Amnesty International says “longstanding impunity” has allowed suspected war criminals in Darfur to remain in leadership positions, contributing to the current violence in Sudan. One-third of the population of 46 million relied on humanitarian assistance, most of which has been suspended due to the escalating conflict.
“The Darfur conflict caused human suffering on a horrendous scale,” Chagutah said. “The ongoing lack of justice and accountability only ensures that suffering continues.”
Who are the combatants?
Sudan has been run by a council of generals since 2021. The council has been led by Gen. Abdel Fattah Burhan, the country’s defacto president, and Gen. Mohammed Hamdan Dagalo, who leads the rival Rapid Support Forces. They have clashed over the proposed move toward civilian rule. Burhan says he will only hand over power to an elected, civilian government. Dagalo accuses Burhan’s government of being “radical Islamists” and claims to be fighting for the democratic process. But his forces, which fought for the Sudanese government in Darfur, were accused of numerous atrocities against civilians.

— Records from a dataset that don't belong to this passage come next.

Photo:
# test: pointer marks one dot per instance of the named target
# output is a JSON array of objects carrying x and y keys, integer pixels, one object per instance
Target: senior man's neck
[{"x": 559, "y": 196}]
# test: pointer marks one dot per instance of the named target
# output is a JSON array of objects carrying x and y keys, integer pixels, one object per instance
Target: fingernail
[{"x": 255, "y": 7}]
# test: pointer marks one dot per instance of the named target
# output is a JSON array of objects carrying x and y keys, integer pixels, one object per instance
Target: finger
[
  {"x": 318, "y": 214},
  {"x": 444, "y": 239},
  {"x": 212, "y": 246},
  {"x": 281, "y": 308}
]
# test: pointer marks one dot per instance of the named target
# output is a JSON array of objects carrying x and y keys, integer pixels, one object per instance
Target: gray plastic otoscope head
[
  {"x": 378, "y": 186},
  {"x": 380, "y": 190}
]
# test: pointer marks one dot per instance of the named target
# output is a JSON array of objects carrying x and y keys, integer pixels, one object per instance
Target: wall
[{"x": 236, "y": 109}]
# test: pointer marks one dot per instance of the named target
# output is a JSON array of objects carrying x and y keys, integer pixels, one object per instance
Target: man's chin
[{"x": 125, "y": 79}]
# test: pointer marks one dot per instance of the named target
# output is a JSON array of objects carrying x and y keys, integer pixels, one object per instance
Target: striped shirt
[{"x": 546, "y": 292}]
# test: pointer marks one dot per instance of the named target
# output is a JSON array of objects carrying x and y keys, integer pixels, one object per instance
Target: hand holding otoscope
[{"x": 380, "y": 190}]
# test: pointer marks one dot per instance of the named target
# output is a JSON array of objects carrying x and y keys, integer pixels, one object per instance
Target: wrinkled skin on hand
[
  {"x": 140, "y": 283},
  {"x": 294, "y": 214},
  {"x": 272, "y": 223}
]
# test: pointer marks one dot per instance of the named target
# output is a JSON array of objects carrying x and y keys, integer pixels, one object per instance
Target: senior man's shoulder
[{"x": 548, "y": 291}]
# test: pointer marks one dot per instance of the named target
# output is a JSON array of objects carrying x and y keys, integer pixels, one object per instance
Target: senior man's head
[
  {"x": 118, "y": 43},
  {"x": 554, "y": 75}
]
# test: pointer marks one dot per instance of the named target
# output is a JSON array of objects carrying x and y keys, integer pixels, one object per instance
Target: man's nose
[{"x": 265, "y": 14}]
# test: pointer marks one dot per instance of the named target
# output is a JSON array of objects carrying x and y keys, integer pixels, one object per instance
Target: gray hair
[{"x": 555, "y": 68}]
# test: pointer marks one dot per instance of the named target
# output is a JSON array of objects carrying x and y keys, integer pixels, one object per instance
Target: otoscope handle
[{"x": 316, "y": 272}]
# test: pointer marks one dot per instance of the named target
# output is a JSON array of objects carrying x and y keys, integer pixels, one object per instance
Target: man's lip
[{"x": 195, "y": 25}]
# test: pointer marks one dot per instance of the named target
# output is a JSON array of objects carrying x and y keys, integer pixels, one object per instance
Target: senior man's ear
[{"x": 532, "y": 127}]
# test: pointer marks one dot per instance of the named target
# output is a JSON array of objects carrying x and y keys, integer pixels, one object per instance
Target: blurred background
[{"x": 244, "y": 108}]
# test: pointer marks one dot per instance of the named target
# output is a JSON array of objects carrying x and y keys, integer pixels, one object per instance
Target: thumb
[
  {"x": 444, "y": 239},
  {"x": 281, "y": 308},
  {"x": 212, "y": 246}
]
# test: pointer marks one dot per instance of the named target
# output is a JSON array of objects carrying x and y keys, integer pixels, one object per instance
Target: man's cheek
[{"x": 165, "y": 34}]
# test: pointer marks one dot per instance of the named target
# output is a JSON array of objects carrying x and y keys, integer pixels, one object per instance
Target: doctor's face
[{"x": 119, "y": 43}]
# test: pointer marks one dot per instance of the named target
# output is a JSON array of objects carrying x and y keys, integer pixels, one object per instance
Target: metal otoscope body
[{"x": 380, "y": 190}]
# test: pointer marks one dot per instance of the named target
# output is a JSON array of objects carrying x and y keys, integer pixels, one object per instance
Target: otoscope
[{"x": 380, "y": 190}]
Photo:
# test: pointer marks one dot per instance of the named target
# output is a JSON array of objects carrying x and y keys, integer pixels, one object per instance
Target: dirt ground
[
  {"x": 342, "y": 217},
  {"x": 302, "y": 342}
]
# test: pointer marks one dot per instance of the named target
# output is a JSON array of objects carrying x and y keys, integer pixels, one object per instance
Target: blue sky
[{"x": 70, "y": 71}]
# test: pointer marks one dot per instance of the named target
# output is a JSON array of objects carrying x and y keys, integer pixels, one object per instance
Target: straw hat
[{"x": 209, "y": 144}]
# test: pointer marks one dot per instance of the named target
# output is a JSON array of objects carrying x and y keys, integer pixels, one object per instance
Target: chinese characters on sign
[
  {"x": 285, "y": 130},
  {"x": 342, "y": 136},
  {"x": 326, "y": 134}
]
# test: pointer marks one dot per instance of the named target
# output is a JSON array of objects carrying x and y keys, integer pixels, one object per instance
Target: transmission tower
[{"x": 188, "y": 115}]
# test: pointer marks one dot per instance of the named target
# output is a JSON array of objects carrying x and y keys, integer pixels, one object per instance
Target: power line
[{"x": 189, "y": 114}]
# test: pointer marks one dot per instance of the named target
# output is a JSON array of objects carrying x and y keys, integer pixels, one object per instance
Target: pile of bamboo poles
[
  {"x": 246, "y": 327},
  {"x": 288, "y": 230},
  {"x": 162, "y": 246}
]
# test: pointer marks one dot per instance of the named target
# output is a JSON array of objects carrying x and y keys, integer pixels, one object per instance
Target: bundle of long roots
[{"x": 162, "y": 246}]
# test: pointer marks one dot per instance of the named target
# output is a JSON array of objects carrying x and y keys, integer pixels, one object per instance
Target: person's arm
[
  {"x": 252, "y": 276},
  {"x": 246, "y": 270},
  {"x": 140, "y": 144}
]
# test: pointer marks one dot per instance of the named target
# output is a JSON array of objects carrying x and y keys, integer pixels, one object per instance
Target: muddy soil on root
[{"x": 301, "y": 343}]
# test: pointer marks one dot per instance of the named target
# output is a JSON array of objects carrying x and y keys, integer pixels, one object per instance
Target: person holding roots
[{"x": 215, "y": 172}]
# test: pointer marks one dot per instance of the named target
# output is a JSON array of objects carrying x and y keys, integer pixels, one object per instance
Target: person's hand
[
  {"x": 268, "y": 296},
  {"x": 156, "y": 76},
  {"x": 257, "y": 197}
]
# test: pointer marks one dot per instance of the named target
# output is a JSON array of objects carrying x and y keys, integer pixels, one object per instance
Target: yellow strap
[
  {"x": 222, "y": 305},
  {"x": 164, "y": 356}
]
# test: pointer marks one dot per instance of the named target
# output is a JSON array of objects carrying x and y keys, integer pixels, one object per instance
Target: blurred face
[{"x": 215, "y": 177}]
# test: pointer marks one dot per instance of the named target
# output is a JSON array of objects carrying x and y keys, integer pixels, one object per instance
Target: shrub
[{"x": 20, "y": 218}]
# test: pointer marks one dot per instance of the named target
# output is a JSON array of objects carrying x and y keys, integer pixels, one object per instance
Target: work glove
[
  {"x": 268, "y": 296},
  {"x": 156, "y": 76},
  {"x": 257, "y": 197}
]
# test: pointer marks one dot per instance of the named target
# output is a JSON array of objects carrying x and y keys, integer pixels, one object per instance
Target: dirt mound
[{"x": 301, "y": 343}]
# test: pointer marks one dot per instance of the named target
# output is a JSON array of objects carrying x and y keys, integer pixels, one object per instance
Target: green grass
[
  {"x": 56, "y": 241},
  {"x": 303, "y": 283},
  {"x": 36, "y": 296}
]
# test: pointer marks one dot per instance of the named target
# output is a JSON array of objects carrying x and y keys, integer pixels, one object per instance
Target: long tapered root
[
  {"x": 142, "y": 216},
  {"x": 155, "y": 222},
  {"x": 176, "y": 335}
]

Africans from neighboring countries flee
Since the beginning of the fighting, at least 20,000 refugees have fled across the border into Chad. A Kenyan Air Force plane carrying the first few dozen evacuees from Sudan landed at the airport in Nairobi on Monday night. Buses rushed hundreds of Egyptian evacuees across is border with Sudan. Last week, Egypt’s military evacuated 177 soldiers, and the foreign ministry said hundreds of Egyptians have fled Sudan by land. Over 10,000 Egyptians are thought to live in Sudan.
While foreigners flee, Sudanese trapped amid fighting
Mona Othman, a Sudanese national, told Africa News, said Khartoum is “unstable” amid heaving shelling.
“There is no water, no electricity,” she said. “Jets are over us all the time, over the capital. We never expected something like this at all even in dreams, especially in Khartoum. This is something I can’t describe, it is so difficult.”